While the virus SARS-CoV-2, can lead to the severe respiratory disease commonly known as COVID-19, patients may be concerned about what impact this virus may have on other mucosal tissues, such as the eyes. Here is what you need to know:
- In a Journal of Medical Virology study of 30 patients hospitalized for COVID-19 in China, 1 had conjunctivitis. That patient—and not the other 29—had SARS-CoV-2 in their ocular secretions. This suggests that SARS-CoV-2 can infect the conjunctiva and cause conjunctivitis, and virus particles are present in ocular secretions.

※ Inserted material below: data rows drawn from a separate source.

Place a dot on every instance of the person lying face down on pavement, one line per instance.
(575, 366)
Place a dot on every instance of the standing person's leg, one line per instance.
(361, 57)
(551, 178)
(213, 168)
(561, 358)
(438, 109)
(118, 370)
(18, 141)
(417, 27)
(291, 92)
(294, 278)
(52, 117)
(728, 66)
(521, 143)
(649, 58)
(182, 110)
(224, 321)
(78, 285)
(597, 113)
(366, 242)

- In this larger study published in the New England Journal of Medicine, researchers documented "conjunctival congestion" in 9 of 1,099 patients (0.8%) with laboratory-confirmed COVID-19 from 30 hospitals across China. Source American Academy of Ophthalmology)
What this means is that pink eye, or conjunctivitis, is not likely to be the first sign for patients at risk of having SARS-CoV-2. If you have a new symptom of pink or red eye and have NOT traveled to one of the high risk regions recently (China, Italy, Iran, Japan and South Korea), been in contact someone who has, AND do not have related symptoms (fever; cough; shortness of breath) it is likely that your conjunctivitis is not related to COVID-19. You should contact your optometrist or ophthalmologist for appropriate care.
With March break approaching, the best way to limit potential SARS-CoV-2 exposure is to wash hands frequently when stuck in public areas such as airports or airplanes and avoid people who look like they’re sick. Make sure you bring your own medications and that your immunizations are up to date, so you don’t risk getting sick from something else and having to go to hospitals, which could increase the chance of transmission.